Location
- 235 Peterson Farm Road Kerrville, (Kerr County), Texas 78028 United States 29°59′39″N 99°5′55.5″W﻿ / ﻿29.99417°N 99.098750°W

Information
- Type: Private, Coeducational
- Motto: "Ad Majorem Dei Gloriam"; "Veritas" ("All for the Greater Glory of God"; "Truth")
- Religious affiliation: Roman Catholics
- Established: 1998
- School district: Roman Catholic Archdiocese of San Antonio
- Principal: Bridget Collins
- Grades: 9–12
- Student to teacher ratio: 8:1
- Campus size: 86 acres (350,000 m^{2})
- Colors: Blue & Black
- Slogan: Men and Women for Others
- Athletics conference: TAPPS 1A
- Mascot: Hawk
- Team name: Hawks
- Website: Website

= Our Lady of the Hills High School =

Our Lady of the Hills College Prep (OLH, OLH College Prep) is a private, Roman Catholic high school in Kerrville, Texas.
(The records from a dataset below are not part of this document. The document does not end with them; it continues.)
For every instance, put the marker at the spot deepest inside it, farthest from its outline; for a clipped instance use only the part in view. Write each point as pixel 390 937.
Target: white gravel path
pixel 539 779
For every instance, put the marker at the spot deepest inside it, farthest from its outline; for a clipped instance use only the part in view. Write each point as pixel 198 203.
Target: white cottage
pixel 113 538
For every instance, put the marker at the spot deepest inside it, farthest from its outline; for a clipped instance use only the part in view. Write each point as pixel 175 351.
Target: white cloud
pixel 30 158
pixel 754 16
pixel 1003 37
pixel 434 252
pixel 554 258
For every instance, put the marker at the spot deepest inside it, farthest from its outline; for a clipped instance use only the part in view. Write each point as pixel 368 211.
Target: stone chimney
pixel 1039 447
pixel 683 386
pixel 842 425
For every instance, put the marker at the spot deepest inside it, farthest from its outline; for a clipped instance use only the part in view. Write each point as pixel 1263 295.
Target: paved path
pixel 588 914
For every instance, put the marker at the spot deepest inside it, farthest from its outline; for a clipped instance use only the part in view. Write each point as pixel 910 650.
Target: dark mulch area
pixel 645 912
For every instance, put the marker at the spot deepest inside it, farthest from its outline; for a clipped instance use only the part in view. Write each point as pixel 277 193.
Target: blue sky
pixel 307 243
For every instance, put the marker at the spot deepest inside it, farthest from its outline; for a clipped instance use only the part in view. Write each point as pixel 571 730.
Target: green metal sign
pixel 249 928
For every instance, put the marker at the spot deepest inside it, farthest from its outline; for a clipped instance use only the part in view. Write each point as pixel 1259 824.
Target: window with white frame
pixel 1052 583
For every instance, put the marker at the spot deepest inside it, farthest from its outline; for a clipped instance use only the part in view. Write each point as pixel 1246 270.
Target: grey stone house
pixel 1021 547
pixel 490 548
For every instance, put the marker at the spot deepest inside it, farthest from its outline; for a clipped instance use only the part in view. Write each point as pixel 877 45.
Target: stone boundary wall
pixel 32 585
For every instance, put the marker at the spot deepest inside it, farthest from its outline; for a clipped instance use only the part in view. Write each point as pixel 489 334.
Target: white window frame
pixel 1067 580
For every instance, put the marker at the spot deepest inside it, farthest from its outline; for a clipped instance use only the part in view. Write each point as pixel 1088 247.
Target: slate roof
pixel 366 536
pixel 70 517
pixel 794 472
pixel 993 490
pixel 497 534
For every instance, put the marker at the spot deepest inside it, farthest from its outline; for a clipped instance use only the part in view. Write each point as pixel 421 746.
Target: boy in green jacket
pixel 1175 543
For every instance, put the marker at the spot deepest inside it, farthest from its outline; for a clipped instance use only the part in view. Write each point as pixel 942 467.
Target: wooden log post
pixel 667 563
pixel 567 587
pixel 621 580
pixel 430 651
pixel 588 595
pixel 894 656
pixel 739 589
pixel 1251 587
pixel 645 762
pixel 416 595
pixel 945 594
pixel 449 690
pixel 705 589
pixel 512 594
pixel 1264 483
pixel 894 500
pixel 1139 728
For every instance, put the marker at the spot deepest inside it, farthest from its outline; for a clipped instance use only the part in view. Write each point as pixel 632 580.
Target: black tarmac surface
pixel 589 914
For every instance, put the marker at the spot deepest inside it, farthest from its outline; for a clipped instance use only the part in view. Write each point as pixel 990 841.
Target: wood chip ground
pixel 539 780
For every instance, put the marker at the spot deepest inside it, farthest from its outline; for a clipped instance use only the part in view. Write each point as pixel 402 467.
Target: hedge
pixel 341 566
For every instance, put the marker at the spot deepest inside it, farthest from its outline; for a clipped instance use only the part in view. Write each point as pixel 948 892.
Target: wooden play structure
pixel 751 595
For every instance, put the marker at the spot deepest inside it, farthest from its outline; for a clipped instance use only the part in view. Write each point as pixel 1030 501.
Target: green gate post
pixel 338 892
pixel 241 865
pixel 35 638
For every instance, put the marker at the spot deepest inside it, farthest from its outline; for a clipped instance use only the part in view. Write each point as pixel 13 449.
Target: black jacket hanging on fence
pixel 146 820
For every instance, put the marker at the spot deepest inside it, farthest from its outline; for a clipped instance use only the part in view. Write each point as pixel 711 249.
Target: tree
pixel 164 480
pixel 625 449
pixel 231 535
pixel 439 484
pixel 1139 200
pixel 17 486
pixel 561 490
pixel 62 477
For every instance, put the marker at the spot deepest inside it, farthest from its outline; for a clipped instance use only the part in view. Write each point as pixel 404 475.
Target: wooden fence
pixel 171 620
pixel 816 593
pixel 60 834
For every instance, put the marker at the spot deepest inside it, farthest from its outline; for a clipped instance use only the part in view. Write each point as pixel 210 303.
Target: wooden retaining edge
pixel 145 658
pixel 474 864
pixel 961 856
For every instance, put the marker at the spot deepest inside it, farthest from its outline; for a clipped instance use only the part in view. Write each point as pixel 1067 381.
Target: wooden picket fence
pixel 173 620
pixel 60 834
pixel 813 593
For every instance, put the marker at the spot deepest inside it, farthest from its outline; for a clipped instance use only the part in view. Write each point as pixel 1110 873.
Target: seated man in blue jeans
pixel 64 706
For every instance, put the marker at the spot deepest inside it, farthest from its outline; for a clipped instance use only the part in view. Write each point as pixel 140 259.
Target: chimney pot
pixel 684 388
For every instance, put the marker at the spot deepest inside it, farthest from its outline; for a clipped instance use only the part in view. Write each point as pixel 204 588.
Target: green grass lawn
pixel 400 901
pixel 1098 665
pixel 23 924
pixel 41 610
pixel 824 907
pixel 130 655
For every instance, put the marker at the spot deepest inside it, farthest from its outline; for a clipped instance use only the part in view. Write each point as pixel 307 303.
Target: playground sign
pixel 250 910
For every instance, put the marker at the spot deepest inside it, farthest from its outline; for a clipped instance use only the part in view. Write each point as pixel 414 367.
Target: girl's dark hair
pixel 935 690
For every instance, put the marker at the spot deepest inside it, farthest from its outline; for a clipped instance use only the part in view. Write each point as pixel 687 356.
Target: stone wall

It is located in the Roman Catholic Archdiocese of San Antonio.

==Background==

Feasibility studies were conducted in local and surrounding communities from 1996 to 1997, and the results affirmed that interest and funding potential existed for the new school. The planning group sought guidance from the Roman Catholic Archdiocese of San Antonio. After receiving counsel from Archbishop Patrick Flores and with cooperation of the Fredericksburg Deanery, the Our Lady of the Hills College Prep project was incorporated as a 501(c)(3) organization in 1998 (under the original working name, “St. Ignatius Regional Catholic High School”).